Marissa Higgins, writing for xoJane, contended that the show "didn't accomplish anything with their portrayal of sexual assault" and said that she disliked the way that the story ended with Doggett effectively quitting her job as van driver in order to avoid further contact with Coates. Emma Eisenberg of Salon criticized the scenes depicting Doggett growing up in Waynesboro as being "riddled with excessive Appalachian clichés". She went further by calling Doggett's mother unrealistic in her attitude towards sex: "the mothers I met [near Waynesboro] wanted their daughters to understand sex and to make informed choices". Eisenberg claimed that, therefore, Doggett's mother's speech about sex − "it's like a bee sting, in and out, over before you knew it was happening" − was not representative of people in Waynesboro at that time. Chloe Stillwell completely disagreed with Eisenberg and insisted that the character of Doggett was realistic: "Eisenberg's argument completely misses the point that perhaps the show is trying to be as real as possible, and acknowledging that there are real life Pennsatuckies in this world isn't to disenfranchise Appalachia." The relationship between Coates and Doggett continued to gain criticism in seasons 5 and 6. Anne Cohen, writing for Refinery29, says "Are we supposed to conveniently forget that as an inmate, Doggett can't legally consent? And if that's the direction the show has chosen to go in, is that really the kind of thing we need in a TV culture already brimming with problematic depictions of sexual violence?" Following the termination of their relationship, another critic remarks "I’m relieved she’s away from Coates, and even more relieved that OITNB tied up this story line."

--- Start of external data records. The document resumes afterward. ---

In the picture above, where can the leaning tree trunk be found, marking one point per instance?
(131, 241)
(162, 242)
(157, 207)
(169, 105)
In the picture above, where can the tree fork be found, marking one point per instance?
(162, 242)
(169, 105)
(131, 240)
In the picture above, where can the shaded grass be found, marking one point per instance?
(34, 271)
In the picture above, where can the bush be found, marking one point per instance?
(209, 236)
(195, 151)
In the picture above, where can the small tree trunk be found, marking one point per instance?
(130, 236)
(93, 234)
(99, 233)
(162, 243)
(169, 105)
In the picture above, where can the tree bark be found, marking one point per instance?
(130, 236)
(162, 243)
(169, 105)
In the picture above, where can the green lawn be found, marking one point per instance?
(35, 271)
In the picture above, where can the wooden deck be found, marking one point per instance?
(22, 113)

Doggett's death in the penultimate episode of the final season of the show gained significant coverage. Ryan Schwartz called it "one of the biggest tragedies in the series’ seven-year history". Another critic, Allison Schonter, comments on how much the character has grown since being an antagonist in the first series, "[Doggett's] death marked a devastating end for a character who experienced immense character growth throughout seven seasons". Sarah Halle Corey commented that the producers used hints that Taystee was going to commit suicide as a red herring before revealing the plot twist in Doggett's death from drug overdose. Jackie Strause, writing for The Hollywood Reporter, echoed what many other critics had stated, "[the] overdose is especially heartbreaking given how much the character turned her life around since season one."